Re: Bonfire-adjacent: Aubrey/Lou
Her wolf didn't give a damn about caution. The wolf had teeth and it had claws. Had fur, which was inconvenient in a pinch but Lou wasn't thinking about caution as she exhaled thready smoke that joined the bonfire and the smell of liquor that burnished the smell of leaf rot, dry grass and woodsmoke, copper. The wolf could do more damage in the space of three heartbeats than anything in the woods could do to Lou. She was, three nights out of the month, one of the monsters these kids were flirting with by staying out late. No. Lou didn't think about caution.
The wolf who stood there with Scotch in his plastic cup instead of cheap beer gone to froth, she knew wasn't a smoker. Lou didn't need to sniff. "Learn to tune it out," she said, with a pause. "It becomes part of your own." Hers. Soap, the cheap kind sold in bars, faint trace of mint and lemon verbena from her hair, cured with the spice and smoke of the cigarettes. She tolerated. Lived enough with people who stank of their own sweat, acid with fear and you tolerated a lot.
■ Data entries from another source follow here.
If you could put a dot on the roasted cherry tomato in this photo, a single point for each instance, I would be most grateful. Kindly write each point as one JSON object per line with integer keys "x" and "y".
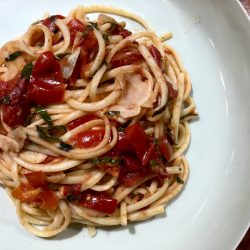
{"x": 91, "y": 138}
{"x": 46, "y": 82}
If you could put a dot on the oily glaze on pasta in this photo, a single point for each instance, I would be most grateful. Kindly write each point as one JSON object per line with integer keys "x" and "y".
{"x": 94, "y": 122}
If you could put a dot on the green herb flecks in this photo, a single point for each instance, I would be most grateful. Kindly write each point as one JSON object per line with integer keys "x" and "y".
{"x": 112, "y": 113}
{"x": 27, "y": 70}
{"x": 47, "y": 134}
{"x": 179, "y": 180}
{"x": 60, "y": 56}
{"x": 65, "y": 146}
{"x": 36, "y": 22}
{"x": 13, "y": 56}
{"x": 162, "y": 109}
{"x": 108, "y": 160}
Lou didn't rise to much anymore. Learned to tolerate that too. "You miss it?" She inhaled and the end of the cigarette sparked hot. "Can't say I plan on giving up anything I'd miss." Because the wolf was in her bones. Had been half her life, they got along. Her face was blank. Wasn't schooled that way, just fell into those lines. She'd learned early, easiest to give no provocation. Gone through a period of provoking the hell out of anyone, and now she was back to choosing the fights she picked.